I’m a 25-year-old guy and I stand 5’2”. That’s small even by Filipino standards. Well, there are those rare times when I see a smaller guy and I can’t help but stare, thinking, How the hell can he be shorter than me?! And for that brief moment, I feel like I’m having a really good day.
Being small comes with its pros and cons. When I was a child, there were kids who will always pick on me because I’m tiny; and there were those who will always defend me because, well, I’m tiny. I was always the one at the front of any line arranged by height – flag ceremonies, dance numbers, school parades… you name it. I was the one always getting teased as partner for the smallest girl in class because, “You make the cutest couple, midgets. Ahahaha!”
My first time joining a quiz bee, I had to go to town a day before the event. I was to be fetched at the terminal by my teacher, who was late for about twenty minutes. A kindly lady noticed me and smiled.
“Where are your parents? Have you travelled here all on your own? What a smart boy!” she said.
I said yes, then added, “I’m already in fifth grade.”
“Oh. That makes sense, I guess.” She looked disappointed, as if it was my fault that she mistook me for a gifted five-year-old.

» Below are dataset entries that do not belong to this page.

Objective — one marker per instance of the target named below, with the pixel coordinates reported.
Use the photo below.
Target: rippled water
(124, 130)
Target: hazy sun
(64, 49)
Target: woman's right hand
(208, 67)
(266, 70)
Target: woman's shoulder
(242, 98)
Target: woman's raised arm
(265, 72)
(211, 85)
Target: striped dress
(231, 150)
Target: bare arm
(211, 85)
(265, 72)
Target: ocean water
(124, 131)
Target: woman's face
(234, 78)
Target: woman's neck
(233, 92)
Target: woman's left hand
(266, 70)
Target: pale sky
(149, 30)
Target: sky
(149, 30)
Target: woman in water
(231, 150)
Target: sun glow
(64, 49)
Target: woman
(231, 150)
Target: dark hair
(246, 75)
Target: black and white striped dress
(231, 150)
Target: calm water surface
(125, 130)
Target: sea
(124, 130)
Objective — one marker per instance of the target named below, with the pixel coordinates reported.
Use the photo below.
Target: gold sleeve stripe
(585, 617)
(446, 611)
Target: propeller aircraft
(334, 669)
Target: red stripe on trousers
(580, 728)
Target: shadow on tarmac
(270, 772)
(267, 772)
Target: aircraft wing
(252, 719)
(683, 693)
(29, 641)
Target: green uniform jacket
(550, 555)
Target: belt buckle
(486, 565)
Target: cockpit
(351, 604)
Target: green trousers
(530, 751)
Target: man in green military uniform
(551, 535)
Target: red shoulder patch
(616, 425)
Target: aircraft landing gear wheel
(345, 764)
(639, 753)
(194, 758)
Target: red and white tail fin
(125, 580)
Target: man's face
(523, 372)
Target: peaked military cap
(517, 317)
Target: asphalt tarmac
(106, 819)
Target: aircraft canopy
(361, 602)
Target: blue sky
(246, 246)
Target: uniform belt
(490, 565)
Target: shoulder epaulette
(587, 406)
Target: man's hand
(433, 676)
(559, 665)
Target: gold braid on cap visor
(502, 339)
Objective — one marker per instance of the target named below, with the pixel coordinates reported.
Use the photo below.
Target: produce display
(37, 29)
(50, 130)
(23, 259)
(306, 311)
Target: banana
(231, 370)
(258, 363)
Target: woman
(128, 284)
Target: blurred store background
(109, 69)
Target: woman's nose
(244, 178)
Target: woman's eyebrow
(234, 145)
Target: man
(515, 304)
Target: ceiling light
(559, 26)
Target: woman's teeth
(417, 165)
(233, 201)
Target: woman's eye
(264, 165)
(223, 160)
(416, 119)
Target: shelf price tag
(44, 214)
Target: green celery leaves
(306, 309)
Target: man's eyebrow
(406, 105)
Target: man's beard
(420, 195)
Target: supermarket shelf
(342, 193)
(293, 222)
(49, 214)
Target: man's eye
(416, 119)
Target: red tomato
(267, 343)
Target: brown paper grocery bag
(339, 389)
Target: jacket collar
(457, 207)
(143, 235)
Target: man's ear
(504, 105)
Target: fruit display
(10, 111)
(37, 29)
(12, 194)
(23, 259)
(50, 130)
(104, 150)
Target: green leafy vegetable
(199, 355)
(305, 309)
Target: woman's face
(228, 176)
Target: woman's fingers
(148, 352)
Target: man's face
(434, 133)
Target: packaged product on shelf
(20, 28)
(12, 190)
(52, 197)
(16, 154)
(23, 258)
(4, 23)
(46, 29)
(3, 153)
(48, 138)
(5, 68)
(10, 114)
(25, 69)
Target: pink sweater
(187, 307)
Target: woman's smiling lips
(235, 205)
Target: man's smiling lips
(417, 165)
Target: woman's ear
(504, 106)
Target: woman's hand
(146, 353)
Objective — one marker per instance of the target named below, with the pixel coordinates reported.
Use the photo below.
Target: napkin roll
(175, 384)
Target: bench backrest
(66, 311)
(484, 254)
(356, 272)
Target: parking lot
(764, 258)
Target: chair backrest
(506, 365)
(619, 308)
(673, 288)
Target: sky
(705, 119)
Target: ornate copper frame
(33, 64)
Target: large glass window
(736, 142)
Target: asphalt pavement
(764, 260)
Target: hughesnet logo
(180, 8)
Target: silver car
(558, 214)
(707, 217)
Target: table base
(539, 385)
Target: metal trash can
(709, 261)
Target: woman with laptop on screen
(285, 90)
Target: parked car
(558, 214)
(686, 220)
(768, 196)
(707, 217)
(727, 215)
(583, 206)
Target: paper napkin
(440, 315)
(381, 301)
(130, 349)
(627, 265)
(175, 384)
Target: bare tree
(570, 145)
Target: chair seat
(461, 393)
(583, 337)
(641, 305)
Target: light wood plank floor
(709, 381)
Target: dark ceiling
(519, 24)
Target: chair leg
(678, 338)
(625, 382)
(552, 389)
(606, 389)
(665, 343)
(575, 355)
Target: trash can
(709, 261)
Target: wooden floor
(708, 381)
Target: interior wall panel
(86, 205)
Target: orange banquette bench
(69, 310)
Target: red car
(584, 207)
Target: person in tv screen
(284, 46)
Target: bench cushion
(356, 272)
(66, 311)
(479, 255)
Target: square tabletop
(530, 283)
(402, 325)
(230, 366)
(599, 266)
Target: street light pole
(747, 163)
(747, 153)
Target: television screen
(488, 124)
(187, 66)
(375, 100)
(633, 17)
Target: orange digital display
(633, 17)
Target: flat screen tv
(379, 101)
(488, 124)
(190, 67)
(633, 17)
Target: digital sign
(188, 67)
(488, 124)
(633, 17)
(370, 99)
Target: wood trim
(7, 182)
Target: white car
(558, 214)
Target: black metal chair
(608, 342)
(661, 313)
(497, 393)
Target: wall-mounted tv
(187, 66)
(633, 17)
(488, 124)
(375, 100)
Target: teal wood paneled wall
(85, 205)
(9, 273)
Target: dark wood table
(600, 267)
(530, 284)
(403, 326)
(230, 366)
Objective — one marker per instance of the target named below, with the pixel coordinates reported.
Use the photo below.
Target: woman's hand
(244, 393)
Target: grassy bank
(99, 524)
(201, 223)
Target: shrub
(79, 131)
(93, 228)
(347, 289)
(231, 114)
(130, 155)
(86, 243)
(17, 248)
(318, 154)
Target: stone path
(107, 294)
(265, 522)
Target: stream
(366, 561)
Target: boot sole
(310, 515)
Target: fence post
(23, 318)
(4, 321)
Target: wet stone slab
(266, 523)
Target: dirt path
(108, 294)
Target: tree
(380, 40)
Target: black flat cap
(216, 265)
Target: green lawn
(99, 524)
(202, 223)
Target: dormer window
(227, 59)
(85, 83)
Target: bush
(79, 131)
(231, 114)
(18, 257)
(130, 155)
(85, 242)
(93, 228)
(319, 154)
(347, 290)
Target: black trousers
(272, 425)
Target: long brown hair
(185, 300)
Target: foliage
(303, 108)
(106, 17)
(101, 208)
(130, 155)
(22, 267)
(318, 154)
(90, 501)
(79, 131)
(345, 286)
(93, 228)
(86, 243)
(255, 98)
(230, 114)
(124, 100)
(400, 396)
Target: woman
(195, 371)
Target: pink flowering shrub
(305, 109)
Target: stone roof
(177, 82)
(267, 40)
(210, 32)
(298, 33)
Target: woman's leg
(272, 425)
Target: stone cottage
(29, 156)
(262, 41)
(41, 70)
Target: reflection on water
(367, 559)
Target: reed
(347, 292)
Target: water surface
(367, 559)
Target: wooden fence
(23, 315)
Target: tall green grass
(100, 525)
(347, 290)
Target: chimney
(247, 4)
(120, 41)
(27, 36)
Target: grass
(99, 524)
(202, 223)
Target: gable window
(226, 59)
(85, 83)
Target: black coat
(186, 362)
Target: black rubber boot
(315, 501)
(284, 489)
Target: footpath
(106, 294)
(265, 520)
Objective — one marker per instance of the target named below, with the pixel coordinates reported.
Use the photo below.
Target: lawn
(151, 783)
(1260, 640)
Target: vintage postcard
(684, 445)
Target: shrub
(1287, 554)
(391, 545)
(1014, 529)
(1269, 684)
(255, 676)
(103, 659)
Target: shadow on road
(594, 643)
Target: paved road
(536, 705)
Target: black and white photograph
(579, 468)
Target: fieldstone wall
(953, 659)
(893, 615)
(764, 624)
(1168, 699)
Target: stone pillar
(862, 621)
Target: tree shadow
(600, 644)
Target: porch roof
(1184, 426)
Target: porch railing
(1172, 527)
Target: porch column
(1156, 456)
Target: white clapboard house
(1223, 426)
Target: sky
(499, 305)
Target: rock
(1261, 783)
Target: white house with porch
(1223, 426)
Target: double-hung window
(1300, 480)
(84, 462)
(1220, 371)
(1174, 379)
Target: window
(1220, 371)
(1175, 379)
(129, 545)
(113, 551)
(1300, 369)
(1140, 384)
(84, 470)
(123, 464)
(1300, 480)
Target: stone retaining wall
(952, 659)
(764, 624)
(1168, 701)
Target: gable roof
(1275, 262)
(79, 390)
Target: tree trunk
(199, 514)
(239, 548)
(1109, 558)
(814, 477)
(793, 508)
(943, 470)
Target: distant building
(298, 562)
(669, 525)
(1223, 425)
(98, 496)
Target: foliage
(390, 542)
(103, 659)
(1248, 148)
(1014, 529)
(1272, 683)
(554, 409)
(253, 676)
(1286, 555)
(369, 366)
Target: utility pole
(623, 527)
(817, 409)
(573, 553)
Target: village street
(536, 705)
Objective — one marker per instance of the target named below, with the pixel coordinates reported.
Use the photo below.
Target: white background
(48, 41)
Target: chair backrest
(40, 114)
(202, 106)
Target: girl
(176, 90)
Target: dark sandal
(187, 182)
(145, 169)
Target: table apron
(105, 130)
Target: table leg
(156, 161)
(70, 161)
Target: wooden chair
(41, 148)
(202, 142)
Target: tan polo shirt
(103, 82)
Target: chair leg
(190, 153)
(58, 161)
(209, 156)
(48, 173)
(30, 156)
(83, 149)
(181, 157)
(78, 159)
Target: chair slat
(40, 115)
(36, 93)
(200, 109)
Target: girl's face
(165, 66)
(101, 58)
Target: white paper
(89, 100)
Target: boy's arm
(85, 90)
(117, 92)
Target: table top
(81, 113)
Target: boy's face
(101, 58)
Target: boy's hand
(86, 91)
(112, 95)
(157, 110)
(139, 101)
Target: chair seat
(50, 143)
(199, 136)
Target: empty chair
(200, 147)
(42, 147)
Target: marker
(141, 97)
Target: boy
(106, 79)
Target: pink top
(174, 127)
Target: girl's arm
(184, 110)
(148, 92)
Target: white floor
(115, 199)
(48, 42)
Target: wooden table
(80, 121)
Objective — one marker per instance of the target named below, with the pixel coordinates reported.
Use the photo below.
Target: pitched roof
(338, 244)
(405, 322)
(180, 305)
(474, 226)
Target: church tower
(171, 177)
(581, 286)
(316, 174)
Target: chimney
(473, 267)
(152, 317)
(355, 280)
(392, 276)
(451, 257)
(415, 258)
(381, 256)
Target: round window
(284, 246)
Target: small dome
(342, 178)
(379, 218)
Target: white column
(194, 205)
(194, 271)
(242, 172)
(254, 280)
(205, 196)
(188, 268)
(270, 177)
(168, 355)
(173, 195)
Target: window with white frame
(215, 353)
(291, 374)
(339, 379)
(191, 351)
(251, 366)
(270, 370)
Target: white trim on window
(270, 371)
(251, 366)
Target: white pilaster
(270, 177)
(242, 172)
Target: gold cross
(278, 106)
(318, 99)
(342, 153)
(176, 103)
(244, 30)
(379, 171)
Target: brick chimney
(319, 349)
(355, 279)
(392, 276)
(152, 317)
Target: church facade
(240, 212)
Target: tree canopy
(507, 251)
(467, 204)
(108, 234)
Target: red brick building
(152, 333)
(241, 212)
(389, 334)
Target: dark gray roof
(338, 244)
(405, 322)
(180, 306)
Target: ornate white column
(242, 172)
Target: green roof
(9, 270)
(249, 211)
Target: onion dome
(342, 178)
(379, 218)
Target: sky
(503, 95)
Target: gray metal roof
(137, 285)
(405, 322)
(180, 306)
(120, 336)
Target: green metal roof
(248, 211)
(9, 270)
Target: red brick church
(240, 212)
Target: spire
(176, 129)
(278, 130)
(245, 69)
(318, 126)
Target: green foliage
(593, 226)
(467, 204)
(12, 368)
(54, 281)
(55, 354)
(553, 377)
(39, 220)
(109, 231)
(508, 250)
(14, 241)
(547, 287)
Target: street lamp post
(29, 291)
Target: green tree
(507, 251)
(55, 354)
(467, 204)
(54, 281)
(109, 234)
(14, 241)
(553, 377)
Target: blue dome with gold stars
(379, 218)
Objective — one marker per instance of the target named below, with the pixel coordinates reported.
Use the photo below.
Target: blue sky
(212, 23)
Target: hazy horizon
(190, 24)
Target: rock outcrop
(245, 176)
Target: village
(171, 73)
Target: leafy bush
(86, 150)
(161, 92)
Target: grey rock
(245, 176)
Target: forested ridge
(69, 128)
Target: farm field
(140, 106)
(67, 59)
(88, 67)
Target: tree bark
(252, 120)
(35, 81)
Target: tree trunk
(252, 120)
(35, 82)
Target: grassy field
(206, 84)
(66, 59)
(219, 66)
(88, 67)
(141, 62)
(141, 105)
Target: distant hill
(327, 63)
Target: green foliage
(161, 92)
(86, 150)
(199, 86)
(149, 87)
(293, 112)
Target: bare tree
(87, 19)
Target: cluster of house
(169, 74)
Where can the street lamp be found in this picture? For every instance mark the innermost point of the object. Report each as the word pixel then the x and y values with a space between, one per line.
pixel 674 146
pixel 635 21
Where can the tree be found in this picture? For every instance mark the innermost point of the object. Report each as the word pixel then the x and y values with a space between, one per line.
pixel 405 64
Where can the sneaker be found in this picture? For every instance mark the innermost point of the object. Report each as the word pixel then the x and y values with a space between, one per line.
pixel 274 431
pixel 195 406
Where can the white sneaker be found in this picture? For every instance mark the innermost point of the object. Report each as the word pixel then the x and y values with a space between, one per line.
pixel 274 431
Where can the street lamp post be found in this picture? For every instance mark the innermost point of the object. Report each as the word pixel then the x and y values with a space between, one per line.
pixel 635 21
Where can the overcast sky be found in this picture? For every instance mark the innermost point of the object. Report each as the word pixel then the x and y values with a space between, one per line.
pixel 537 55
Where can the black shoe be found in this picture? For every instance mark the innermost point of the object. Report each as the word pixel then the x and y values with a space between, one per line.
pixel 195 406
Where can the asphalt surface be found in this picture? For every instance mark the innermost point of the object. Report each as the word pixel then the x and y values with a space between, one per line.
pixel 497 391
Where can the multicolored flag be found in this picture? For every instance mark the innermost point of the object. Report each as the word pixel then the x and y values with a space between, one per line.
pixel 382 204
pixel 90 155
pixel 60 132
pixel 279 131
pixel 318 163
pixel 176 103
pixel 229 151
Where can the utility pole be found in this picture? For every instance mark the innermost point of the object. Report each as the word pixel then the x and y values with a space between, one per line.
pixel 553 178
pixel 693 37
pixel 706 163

It’s fascinating to observe people’s reaction when meeting me for the first time. They assumed I was a grade-schooler when I was in high school. They asked me what high school I was attending when I was actually in college. When I started working, bus conductors perpetually asked me for a school ID to give me the mandatory discount for students. And even after four years in the corporate world, some people think I’m either an intern or a fresh-grad.
My favorite moment so far was when we went to Hong Kong on a company trip. In our free time, my friends and I decided to visit Macau. As we entered a casino, a security guard stared at me, shook his head, and pointed to a large sign that say something like, “Under-18 not allowed.” After some explanation, he finally let me in – only to be spotted later by another security guard patrolling the building. I had to pull out my passport to prove that I was twenty-two.
I’ve accepted a long time ago that I’m a little guy. But it doesn’t mean that I’m just a little guy. In fact, I have learned to use it to my advantage. I learned to feel amused rather than insulted by curious comments. I even take them as compliments (I really look young, no?). I am so much more than my stature. After all, there are many great names in history who are vertically-challenged, Jose Rizal included.
By the way, I have three brothers and three sisters. On some holidays, when everyone’s at home, you may hear us laughing because, “The seven dwarves are together!”